(3-Aminopropyl)triethoxysilane (APTES) is an aminosilane frequently used in the process of silanization, the functionalization of surfaces with alkoxysilane molecules. It can also be used for covalent attaching of organic films to metal oxides such as silica and titania.

Use with PDMS
APTES can be used to covalently bond thermoplastics to poly(dimethylsiloxane) (PDMS). Thermoplastics are treated with oxygen plasma to functionalize surface molecules, and subsequently coated with an aqueous 1% by volume APTES solution. PDMS is treated with oxygen plasma and placed in contact with the functionalized thermoplastic surface. A stable, covalent bond forms within 2 minutes.

Silsesquioxane synthesis 
Octa(3-aminopropyl)silsesquioxane can be obtained in a one step hydrolytic condensation using APTES and hydrochloric or trifluoromethanesulfonic acid (CFSOH).

Use with cell cultures 
APTES-functionalized surfaces have been shown to be nontoxic to embryonic rat cardiomyocytes in vitro.

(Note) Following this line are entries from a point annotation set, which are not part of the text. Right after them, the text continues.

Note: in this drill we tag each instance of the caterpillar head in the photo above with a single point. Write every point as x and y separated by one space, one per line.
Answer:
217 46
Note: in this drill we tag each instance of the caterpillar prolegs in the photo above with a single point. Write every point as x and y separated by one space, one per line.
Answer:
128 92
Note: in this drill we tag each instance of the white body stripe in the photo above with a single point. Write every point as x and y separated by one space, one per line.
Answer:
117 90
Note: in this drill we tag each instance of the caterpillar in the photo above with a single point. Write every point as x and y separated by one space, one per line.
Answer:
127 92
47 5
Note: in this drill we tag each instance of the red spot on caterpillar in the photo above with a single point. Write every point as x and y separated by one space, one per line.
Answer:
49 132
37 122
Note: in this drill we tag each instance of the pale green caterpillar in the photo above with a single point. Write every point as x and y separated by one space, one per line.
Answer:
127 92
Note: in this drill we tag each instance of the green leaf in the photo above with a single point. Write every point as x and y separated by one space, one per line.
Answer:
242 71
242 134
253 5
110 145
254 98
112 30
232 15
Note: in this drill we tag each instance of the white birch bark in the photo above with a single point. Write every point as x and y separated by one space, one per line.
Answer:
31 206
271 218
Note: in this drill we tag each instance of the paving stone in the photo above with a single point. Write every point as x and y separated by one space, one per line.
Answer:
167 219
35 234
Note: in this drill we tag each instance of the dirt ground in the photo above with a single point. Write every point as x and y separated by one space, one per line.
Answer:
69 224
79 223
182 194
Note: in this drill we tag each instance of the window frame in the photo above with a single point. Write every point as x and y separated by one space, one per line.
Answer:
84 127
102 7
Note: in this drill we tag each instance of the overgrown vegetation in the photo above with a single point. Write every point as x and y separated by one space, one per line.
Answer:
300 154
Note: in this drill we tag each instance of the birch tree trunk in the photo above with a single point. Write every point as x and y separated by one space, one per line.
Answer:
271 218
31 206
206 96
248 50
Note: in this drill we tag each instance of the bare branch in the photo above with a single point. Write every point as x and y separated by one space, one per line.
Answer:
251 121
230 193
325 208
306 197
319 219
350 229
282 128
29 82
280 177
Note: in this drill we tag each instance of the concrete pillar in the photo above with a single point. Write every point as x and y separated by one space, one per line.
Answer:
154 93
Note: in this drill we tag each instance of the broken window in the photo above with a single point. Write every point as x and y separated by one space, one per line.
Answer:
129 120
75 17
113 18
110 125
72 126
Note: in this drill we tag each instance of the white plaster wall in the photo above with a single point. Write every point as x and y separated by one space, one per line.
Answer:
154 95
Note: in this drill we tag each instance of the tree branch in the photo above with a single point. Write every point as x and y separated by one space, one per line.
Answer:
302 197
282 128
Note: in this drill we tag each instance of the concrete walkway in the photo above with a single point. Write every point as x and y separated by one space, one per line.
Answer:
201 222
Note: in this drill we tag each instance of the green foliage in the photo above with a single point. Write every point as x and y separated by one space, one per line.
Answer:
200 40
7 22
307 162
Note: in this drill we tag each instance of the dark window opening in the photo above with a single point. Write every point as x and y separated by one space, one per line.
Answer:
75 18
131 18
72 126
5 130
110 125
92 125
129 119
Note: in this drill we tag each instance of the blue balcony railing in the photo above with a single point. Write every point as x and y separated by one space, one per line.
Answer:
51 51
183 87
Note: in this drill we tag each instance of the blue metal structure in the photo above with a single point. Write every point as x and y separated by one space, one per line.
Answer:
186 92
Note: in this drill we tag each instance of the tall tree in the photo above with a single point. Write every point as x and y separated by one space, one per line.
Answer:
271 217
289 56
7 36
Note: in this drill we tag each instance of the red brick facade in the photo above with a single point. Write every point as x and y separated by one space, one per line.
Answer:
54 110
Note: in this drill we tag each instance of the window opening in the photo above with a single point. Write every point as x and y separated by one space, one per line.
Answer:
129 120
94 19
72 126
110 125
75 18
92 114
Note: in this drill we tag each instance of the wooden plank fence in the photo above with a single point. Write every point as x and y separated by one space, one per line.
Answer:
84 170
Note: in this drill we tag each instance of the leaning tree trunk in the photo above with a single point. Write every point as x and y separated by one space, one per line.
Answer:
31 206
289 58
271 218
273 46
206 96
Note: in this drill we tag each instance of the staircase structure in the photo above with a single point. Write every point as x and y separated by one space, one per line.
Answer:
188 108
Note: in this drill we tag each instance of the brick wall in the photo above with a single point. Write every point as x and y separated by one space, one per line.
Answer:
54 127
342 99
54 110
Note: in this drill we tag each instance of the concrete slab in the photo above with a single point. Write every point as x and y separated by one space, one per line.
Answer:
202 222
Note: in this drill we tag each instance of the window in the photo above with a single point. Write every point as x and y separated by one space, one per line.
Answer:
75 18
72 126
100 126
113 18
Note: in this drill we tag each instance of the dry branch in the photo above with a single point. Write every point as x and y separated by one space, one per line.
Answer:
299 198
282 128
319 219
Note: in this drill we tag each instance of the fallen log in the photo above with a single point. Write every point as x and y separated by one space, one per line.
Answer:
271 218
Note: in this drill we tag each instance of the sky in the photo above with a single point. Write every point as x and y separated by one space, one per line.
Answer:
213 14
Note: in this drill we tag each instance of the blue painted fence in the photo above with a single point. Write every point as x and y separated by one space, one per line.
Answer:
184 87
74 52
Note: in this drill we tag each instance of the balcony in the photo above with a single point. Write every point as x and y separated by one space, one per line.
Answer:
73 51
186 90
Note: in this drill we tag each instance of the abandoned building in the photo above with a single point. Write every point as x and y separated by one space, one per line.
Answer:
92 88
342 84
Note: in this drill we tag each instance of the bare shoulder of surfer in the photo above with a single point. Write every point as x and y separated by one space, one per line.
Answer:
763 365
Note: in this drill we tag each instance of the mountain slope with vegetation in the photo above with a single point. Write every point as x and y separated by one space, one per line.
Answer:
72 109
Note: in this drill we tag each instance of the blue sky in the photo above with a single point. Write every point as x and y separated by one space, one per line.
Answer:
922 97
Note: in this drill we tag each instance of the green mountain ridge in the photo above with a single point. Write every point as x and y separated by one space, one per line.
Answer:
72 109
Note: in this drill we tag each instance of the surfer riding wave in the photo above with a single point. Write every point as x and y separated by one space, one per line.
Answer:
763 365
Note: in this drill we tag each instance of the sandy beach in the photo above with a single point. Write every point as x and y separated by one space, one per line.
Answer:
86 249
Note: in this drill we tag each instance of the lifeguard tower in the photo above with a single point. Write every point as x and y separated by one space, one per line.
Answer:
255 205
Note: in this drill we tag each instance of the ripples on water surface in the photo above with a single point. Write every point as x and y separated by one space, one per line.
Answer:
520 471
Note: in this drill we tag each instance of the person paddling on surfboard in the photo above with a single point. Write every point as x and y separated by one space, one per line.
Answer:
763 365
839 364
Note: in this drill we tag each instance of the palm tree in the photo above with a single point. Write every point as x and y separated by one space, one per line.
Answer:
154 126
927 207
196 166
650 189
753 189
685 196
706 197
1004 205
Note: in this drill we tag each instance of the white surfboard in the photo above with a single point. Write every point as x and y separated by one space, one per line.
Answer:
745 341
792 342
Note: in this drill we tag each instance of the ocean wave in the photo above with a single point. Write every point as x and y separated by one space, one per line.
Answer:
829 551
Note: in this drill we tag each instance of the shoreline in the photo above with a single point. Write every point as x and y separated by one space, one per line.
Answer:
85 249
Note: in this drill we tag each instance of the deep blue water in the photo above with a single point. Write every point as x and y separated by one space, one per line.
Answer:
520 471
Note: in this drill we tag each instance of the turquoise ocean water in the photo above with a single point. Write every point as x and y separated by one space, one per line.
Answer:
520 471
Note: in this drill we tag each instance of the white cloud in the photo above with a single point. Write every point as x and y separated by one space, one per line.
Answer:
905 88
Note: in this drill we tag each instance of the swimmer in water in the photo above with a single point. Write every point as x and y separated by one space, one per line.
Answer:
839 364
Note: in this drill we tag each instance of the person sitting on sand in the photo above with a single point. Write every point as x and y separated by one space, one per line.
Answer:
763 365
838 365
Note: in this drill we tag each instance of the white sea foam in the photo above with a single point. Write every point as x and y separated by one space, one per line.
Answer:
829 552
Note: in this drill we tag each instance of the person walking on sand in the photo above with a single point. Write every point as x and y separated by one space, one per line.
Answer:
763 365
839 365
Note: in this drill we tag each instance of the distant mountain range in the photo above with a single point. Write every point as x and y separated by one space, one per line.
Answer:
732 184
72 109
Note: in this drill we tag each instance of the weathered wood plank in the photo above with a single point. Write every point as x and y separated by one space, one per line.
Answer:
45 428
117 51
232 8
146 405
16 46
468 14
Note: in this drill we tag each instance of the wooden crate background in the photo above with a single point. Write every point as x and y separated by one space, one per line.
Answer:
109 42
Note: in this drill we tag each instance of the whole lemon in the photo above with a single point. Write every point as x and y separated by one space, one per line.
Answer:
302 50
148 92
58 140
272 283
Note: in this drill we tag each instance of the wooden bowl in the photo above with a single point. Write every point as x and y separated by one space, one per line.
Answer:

Further experimentation is needed to evaluate toxicity to other cell types in extended culture.

Toxicity
APTES is a toxic compound with an MSDS health hazard score of 3. APTES fumes are destructive to the mucous membranes and the upper respiratory tract, and should be used in a fume hood with gloves. If a fume hood is not available, a face shield and full face respirator must be implemented. The target organs of APTES are nerves, liver and kidney.